Referred to by Developers as “a soul withering chore”
We largely put Developers in a “guilty until proven innocent” scenario, drowning them with vulnerability data that creates tremendous toil and at the end of the day, poses no real risk to the business, because we’ve provided no context for the findings aside from CVSS severity scores. All the while imposing cognitive load and detracting from other business beneficial activities such as feature development and delivery or worse, addressing vulnerabilities that actually do pose risk to the business/mission.
This isn’t to say that CVE’s and Vulnerabilities are irrelevant and should be neglected, but it is a call for us an industry to mature our approach to Vulnerability Management and provide actionable data to our peers that represents real risk to the business, not just vanity metrics of driving down large swaths of non-exploited and unlikely to ever be exploited CVE’s.

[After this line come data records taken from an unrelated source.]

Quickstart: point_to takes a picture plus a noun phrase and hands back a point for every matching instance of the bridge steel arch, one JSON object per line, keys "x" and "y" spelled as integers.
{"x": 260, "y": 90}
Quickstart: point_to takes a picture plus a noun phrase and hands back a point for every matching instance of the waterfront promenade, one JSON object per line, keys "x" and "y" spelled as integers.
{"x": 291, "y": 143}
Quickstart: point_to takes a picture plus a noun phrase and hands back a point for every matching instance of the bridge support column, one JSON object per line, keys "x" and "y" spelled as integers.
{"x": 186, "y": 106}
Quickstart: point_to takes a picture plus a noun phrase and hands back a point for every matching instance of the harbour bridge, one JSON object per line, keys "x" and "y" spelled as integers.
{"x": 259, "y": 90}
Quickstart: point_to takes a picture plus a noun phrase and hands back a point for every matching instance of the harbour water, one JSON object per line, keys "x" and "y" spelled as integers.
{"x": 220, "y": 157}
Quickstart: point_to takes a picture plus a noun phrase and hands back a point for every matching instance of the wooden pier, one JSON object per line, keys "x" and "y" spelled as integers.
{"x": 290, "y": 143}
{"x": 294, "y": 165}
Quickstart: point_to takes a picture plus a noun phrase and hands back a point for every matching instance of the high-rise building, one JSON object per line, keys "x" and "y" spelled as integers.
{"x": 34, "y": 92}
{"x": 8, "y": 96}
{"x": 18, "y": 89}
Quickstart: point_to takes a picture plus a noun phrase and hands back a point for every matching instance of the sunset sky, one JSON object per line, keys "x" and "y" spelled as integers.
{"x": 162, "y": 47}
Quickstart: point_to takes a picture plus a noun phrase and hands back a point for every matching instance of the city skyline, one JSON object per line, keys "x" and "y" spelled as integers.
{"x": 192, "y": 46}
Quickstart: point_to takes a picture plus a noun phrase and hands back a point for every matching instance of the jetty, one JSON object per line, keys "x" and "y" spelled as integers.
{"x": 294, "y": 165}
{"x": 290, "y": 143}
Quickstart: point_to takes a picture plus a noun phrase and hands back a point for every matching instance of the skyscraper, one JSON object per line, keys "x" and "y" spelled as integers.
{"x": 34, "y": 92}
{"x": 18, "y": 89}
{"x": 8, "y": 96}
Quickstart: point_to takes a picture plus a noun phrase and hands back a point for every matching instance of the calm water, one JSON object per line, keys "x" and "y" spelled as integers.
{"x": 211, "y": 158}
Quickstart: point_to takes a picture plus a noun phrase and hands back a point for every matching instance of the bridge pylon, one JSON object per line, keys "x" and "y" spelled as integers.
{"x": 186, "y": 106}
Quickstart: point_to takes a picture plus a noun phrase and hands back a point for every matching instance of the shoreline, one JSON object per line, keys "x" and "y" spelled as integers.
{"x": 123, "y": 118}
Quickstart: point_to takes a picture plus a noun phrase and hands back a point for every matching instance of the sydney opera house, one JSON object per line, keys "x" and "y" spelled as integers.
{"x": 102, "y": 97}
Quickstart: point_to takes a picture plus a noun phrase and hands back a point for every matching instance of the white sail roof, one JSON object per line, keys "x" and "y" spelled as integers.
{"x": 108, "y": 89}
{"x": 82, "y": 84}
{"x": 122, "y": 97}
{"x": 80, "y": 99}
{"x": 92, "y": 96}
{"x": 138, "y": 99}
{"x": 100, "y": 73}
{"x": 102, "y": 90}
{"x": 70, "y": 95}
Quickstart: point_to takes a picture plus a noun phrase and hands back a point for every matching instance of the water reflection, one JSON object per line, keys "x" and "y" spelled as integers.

Security, particularly compliance often get a bad reputation for performing what has been dubbed “Security Theater” and there are few better examples than making Developers spend significant portions of time chasing down non-exploited/exploitable vulnerabilities with arbitrary remediation timelines when organizations are already enduring a war for technical talent, including the industry itself experiencing a massive shortfall of cybersecurity talent of 3.4 million people worldwide, per sources such as ISC2.
The uncomfortable reality is that our inefficient and illogical approaches to vulnerability management actually cause more risk than they mitigate, due to imposing cognitive overload on Security and Development teams, distracting from real activities that mitigate organizational risk and are irrational.
If we (Security) want to be seen as a partner to our peers, its time to start acting like it.